The long weekend read: Sinatra, at the end of days
mainA no-punches-pulled piece by Ian Penman in the London Review of Books:
As with Elvis Presley and Charlie Parker, you feel Destiny’s real leg-up was provided by the ferocious will of Sinatra’s mother. Most people seem to have regarded Dolly as the real man about the house: Sinatra’s father, Marty, an easy-going ghost, barely registers in most biographies. As an Italian-Catholic working-class woman, Dolly Sinatra née Natalina Garaventa had innumerable counts against her. Yet by fair means or foul, she charmed and blustered and backhanded her way through until she was as near to a female version of a ‘man of honour’ as made no difference. Dissatisfied with the doll’s house limitations of conventional wifely behaviour, she successfully hijacked the rough, violent and Irish-dominated world of local Democratic politics. She also dabbled on the side as the local Hoboken abortionist….
… With bittersweet songs like these, Sinatra never drags you down and empties you out. It’s only in the closing years of his career that he brushes against a deeper sadness; there are moments on later albums such as A Man Alone (1969), Watertown (1970) and She Shot Me Down (1981) that do skirt some kind of awful resignation. But if Sinatra can deliver a suicidal lyric without making you feel at all suicidal, it was something he first learned at the feet of his idol among vocalists, Billie Holiday. From Holiday, Sinatra learned a whole new grammar of pause and air: singing aimed not at the big empty auditorium of old but a hypothetical low-lit 3 a.m. room. They were both drawn in song to a certain borderline mood or place: dusk and dawn, beaches and docks, empty streets, lonely horizons. The falling dark, and the becoming light. Songs that map some in-between state close to sleep but wide awake.
Read the full essay here.
A wonderfully written article. People overlook Sinatra’s extraordinary craft and musical intelligence. One sees it in the ease and refinement of his performances, as evidenced in this video whose unenhanced bareness is so different from so much pop music:
https://www.youtube.com/watch?v=NldPFVKYmiw
Sinatra was a fan of Alec Wilder and pressured Columbia into producing an album of his works which Sinatra conducted.
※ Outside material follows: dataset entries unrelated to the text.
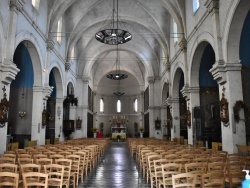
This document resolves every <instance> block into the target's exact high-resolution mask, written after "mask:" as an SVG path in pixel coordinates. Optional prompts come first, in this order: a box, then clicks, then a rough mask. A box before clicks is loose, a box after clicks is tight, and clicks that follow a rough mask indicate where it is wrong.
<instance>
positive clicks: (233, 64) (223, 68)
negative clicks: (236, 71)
mask: <svg viewBox="0 0 250 188" xmlns="http://www.w3.org/2000/svg"><path fill="white" fill-rule="evenodd" d="M241 66H242V65H241V63H240V61H239V62H236V63H225V62H224V61H222V60H220V61H217V62H215V64H214V65H213V67H212V68H211V69H210V70H209V72H211V74H212V75H213V77H214V79H215V80H216V81H217V82H218V83H219V84H221V85H222V84H224V83H226V81H227V80H226V72H228V71H241Z"/></svg>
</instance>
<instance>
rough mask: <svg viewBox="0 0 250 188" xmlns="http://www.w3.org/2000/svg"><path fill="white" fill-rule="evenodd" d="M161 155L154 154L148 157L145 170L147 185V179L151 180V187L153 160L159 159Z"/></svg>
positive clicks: (160, 158) (153, 164)
mask: <svg viewBox="0 0 250 188" xmlns="http://www.w3.org/2000/svg"><path fill="white" fill-rule="evenodd" d="M161 157H162V156H161V155H159V154H155V155H149V156H148V169H147V183H148V181H149V179H150V180H151V185H153V184H152V183H153V177H154V174H155V173H154V170H155V168H154V160H158V159H161Z"/></svg>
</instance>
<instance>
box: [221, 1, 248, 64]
mask: <svg viewBox="0 0 250 188" xmlns="http://www.w3.org/2000/svg"><path fill="white" fill-rule="evenodd" d="M249 10H250V4H249V1H248V0H241V1H239V0H238V1H233V2H232V6H231V9H230V13H229V14H228V16H227V19H226V21H225V27H223V28H225V29H224V32H223V33H224V34H223V36H225V39H226V40H224V42H223V46H224V47H225V48H224V49H223V52H224V55H225V57H224V58H225V61H226V63H236V62H238V61H239V60H240V57H239V49H240V37H241V31H242V28H243V24H244V20H245V18H246V16H247V14H248V12H249Z"/></svg>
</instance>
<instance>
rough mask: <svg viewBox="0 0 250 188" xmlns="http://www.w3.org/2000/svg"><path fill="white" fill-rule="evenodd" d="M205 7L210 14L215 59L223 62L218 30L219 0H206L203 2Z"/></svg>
mask: <svg viewBox="0 0 250 188" xmlns="http://www.w3.org/2000/svg"><path fill="white" fill-rule="evenodd" d="M204 6H206V7H207V9H208V13H209V14H210V16H211V20H212V23H213V24H212V25H213V36H214V51H215V54H216V55H215V57H216V61H217V62H220V63H222V62H223V52H222V42H221V40H222V37H221V31H220V27H221V25H220V15H219V0H207V1H206V2H205V4H204Z"/></svg>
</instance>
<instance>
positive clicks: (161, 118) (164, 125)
mask: <svg viewBox="0 0 250 188" xmlns="http://www.w3.org/2000/svg"><path fill="white" fill-rule="evenodd" d="M161 120H162V122H161V123H162V138H163V139H166V137H165V138H164V135H167V105H162V106H161Z"/></svg>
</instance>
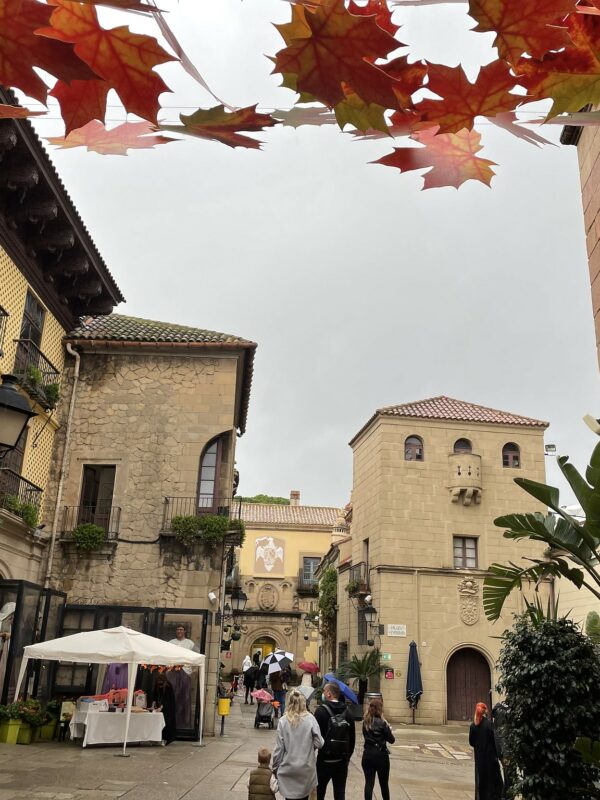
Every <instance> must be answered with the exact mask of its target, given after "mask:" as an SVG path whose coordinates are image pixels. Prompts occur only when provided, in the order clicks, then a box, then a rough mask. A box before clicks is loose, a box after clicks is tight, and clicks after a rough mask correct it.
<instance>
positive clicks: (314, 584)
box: [298, 569, 319, 597]
mask: <svg viewBox="0 0 600 800" xmlns="http://www.w3.org/2000/svg"><path fill="white" fill-rule="evenodd" d="M298 594H301V595H313V596H315V597H316V596H317V595H318V594H319V581H318V579H317V578H316V577H315V576H314V575H305V574H304V570H302V569H301V570H300V571H299V572H298Z"/></svg>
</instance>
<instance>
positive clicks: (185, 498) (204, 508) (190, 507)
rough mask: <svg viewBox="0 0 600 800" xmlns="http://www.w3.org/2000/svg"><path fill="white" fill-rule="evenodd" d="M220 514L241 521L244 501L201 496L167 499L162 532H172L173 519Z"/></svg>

The project began in 1939 and was chronologically Sinatra’s second studio album.
Here is a recording of Alec Wilder’s song “Blackberry Winter” by Hilary Kole that I especially love. New York culture at its best:
https://www.youtube.com/watch?v=q1xD5CWq1YQ
And so many times his main arranger/orchestrator Nelson Riddle is overlooked, dubbed by Zubin Mehta, the ” Gustav Mahler of popular music “, listen to Riddle’s arrangements on the album Only the Lonely.